The alternatives I see to not transforming the domain into a project name are:

  • Use the project name in routes, such as https://en.wikipedia.org/api/rest_v1/data/stats/views/enwiki/.... It makes little sense to have to specify the project name when the domain already sets that.
  • Have the pageviews API live only inside the global domain, so that we have URIs like wikimedia.org/api/rest_v1/data/stats/{project}/views/.... Here I dislike the duality of data fetching: all of the content can be fetched using the same prefix (https://{project-domain}/api/rest_v1/...) except for *pageviews*.

As you can tell, I'm not happy with either solution.
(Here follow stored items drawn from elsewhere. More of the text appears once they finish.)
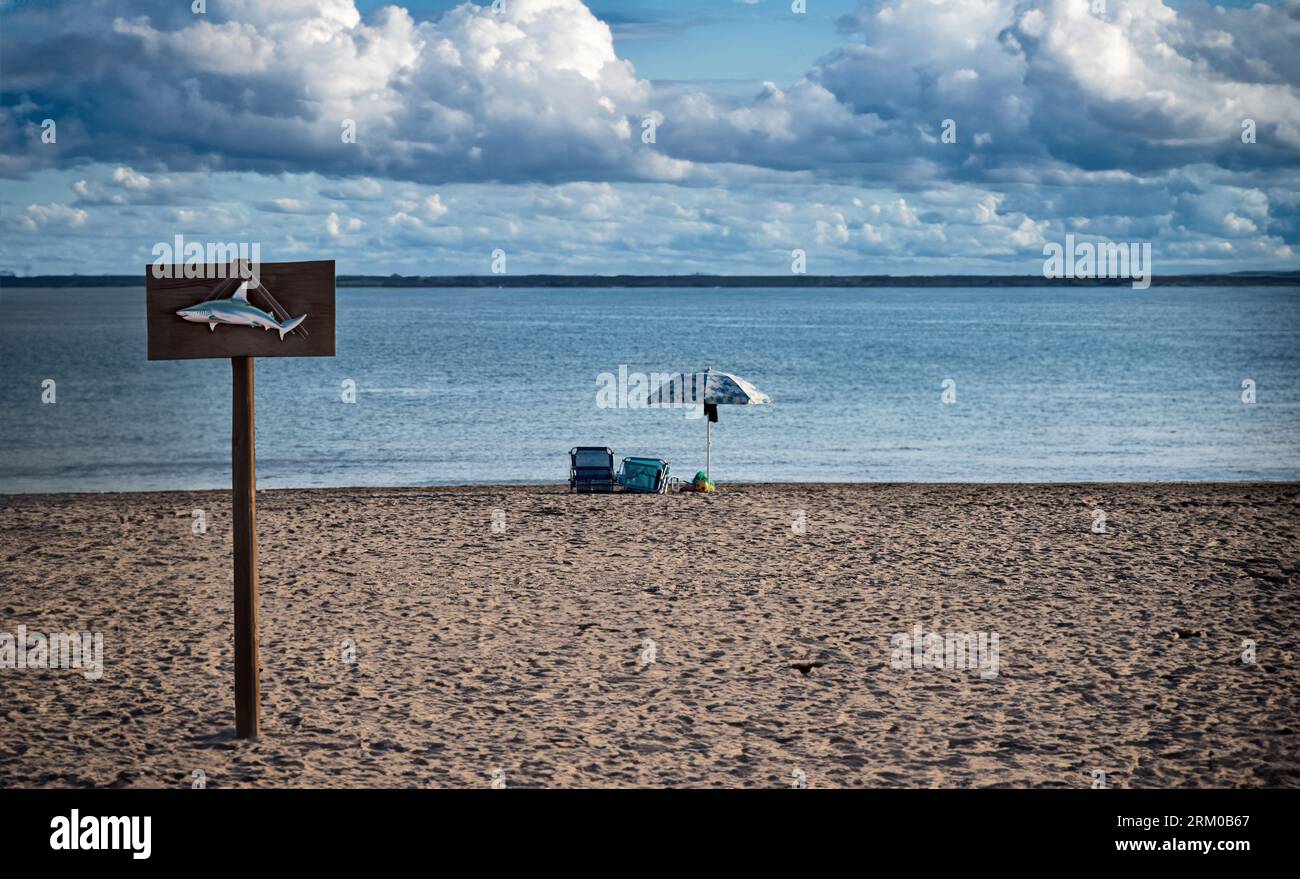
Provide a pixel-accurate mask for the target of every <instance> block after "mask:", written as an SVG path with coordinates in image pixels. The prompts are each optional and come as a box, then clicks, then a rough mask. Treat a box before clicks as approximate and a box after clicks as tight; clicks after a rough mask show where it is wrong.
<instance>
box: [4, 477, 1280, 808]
mask: <svg viewBox="0 0 1300 879" xmlns="http://www.w3.org/2000/svg"><path fill="white" fill-rule="evenodd" d="M257 506H259V536H260V553H261V563H260V572H261V623H260V625H261V666H263V668H261V688H263V702H261V705H263V727H264V735H263V736H261V737H260V739H257V740H255V741H239V740H235V739H234V707H233V671H231V668H233V664H231V663H233V651H231V642H230V638H231V594H230V593H231V573H230V554H231V541H230V498H229V494H227V493H218V492H209V493H204V492H198V493H147V494H143V493H142V494H100V495H91V494H68V495H9V497H0V632H8V633H13V632H16V631H17V627H18V625H25V627H26V629H27V631H29V632H47V633H52V632H98V633H103V644H104V653H103V658H104V667H103V676H101V677H100V679H98V680H91V679H88V677H87V675H86V674H83V672H82V671H81V670H68V668H61V670H43V668H21V670H19V668H0V787H21V788H26V787H188V785H191V783H192V779H194V778H195V772H196V771H199V772H201V774H203V776H201V778H203V779H204V780H205V783H207V785H208V787H213V788H217V787H420V788H428V787H489V785H491V784H493V780H494V778H495V779H497V783H498V784H504V785H506V787H512V788H513V787H519V788H524V787H719V788H720V787H753V788H775V787H790V785H792V784H796V783H798V781H800V780H801V779H806V784H807V787H809V788H840V787H1005V785H1010V787H1061V788H1088V787H1091V785H1092V784H1095V781H1096V779H1097V776H1096V772H1099V771H1101V772H1105V784H1106V787H1114V788H1143V787H1238V785H1244V787H1300V742H1297V736H1296V724H1297V719H1300V713H1297V707H1300V706H1297V702H1300V674H1297V670H1296V664H1295V651H1296V636H1297V625H1296V620H1297V610H1296V609H1297V598H1300V564H1297V563H1300V541H1297V524H1300V486H1297V485H1295V484H1236V485H1210V484H1197V485H1182V484H1161V485H783V486H776V485H748V486H724V488H723V490H722V492H720V493H719V494H716V495H712V497H693V495H676V494H675V495H668V497H645V495H569V494H567V493H565V492H564V489H563V488H560V486H546V488H461V489H400V490H399V489H337V490H274V492H261V493H259V497H257ZM194 510H203V511H204V520H205V525H207V533H203V534H198V533H194V531H192V528H191V524H192V521H194V518H192V511H194ZM1095 510H1101V511H1104V514H1105V532H1104V533H1097V532H1095V531H1093V525H1095V523H1096V521H1097V519H1096V516H1095V514H1093V511H1095ZM801 514H802V515H801ZM918 625H919V627H922V631H924V632H927V633H931V632H937V633H954V632H956V633H985V635H989V636H991V635H993V633H996V635H997V644H998V653H997V662H996V668H989V667H983V668H965V667H962V668H956V667H919V668H918V667H913V664H911V661H913V659H914V657H915V655H917V654H915V653H914V651H913V650H911V649H910V645H911V644H913V642H911V637H913V633H914V632H915V627H918ZM900 635H902V636H904V637H905V638H906V640H907V641H906V642H907V644H909V648H907V649H906V650H904V655H905V662H906V663H907V664H906V667H896V666H898V664H900V662H898V650H897V649H896V645H897V642H896V641H894V637H896V636H900ZM350 645H351V646H350ZM352 649H355V659H352V657H351V650H352ZM1252 649H1253V654H1255V655H1253V662H1249V661H1247V658H1245V657H1244V655H1243V654H1248V653H1249V651H1251V650H1252ZM984 655H985V658H987V651H985V654H984ZM989 672H992V674H989Z"/></svg>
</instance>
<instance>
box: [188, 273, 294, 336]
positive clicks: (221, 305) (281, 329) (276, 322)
mask: <svg viewBox="0 0 1300 879" xmlns="http://www.w3.org/2000/svg"><path fill="white" fill-rule="evenodd" d="M175 313H177V315H179V316H181V317H183V319H185V320H187V321H192V322H195V324H207V325H208V330H209V332H212V333H216V332H217V324H229V325H231V326H260V328H261V329H264V330H265V329H273V330H277V332H278V333H279V338H281V341H283V338H285V335H286V334H289V333H291V332H294V329H295V328H296V326H298V325H299V324H302V322H303V321H304V320H307V315H299V316H298V317H290V319H289V320H286V321H285V322H283V324H281V322H279V321H278V320H276V316H274V315H272V313H269V312H265V311H263V309H261V308H257V307H256V306H253V304H252V303H250V302H248V282H247V281H244V282H243V283H240V285H239V289H238V290H235V291H234V293H233V294H231V295H230V298H229V299H208V300H207V302H200V303H199V304H198V306H190V307H188V308H182V309H181V311H178V312H175ZM303 332H305V330H303Z"/></svg>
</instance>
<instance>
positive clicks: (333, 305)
mask: <svg viewBox="0 0 1300 879" xmlns="http://www.w3.org/2000/svg"><path fill="white" fill-rule="evenodd" d="M186 268H188V269H190V273H191V274H194V273H195V268H196V267H194V265H191V267H182V265H172V267H166V269H168V272H166V274H169V276H170V277H164V278H157V277H153V276H155V270H153V267H152V265H151V267H149V268H147V269H146V270H144V278H146V291H147V296H148V303H147V308H148V345H149V360H194V359H200V358H331V356H334V260H318V261H315V263H263V264H261V265H260V267H256V272H255V274H256V282H253V281H251V282H250V283H248V289H247V299H248V303H250V304H251V306H253V307H255V308H260V309H261V311H264V312H266V313H269V315H272V316H273V317H277V319H279V321H281V322H285V321H286V320H292V319H294V317H298V316H305V317H304V320H303V322H302V324H300V325H299V326H300V329H298V328H295V329H294V330H291V332H290V333H287V334H286V335H285V338H283V339H281V338H279V332H278V330H274V329H260V328H259V329H260V332H252V330H251V328H250V326H247V325H234V324H220V322H218V324H217V326H216V329H214V330H209V328H208V325H207V324H203V322H201V321H188V320H186V319H183V317H181V316H178V315H177V312H178V311H181V309H182V308H190V307H192V306H198V304H200V303H203V302H204V300H220V299H224V298H229V296H230V295H231V294H233V293H235V291H237V290H238V286H239V283H242V282H243V278H240V277H238V272H237V270H235V268H234V267H227V265H204V267H200V268H201V270H200V273H201V274H203V277H201V278H187V277H185V273H186ZM277 304H278V308H277ZM200 324H203V326H201V329H203V332H201V333H200V332H199V328H200Z"/></svg>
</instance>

Here's an alternative. For cases where there is a 1:1 mapping between domains and projects (en.wp.org -> enwiki), the routes could live in that domain's public API (https://en.wikipedia.org/api/rest_v1/page/title/Foobar/stats/views/{access}/...). The mapping does not have to be maintained manually, as it can be retrieved from the sitematrix API. For other projects (which are, really, analytics-specific), such as top, all-wiktionary, en-all, etc., the routes could live in the global domain only, so that one would use a URI like https://wikimedia.org/api/rest_v1/data/stats/{project}/views/.... What do you guys think?

I have left some comments there, but I have a feeling that until we settle the above conversion, this PR will be controversial :)

I honestly have some difficulties to use those new endpoints from the math extension. (See https://gerrit.wikimedia.org/r/#/c/245478/)

There are some new project-global content entry points (picture / article of the day, trending articles, "in the news", T132340) that need a home. They don't seem to fit too well in the /page/ hierarchy, so it might make more sense to create a new top-level entry point. Lets discuss options here.

Some candidates:

  • /project/
  • /latest/
ggellerman removed a subscriber: Halfak.
ggellerman subscribed.

removing Research and Data backlog. @DarTar is still subscribed

The concrete issue discussed on this task has been resolved, so there is nothing actionable left. Lets close this task to reflect that, but reference it for future API layout considerations.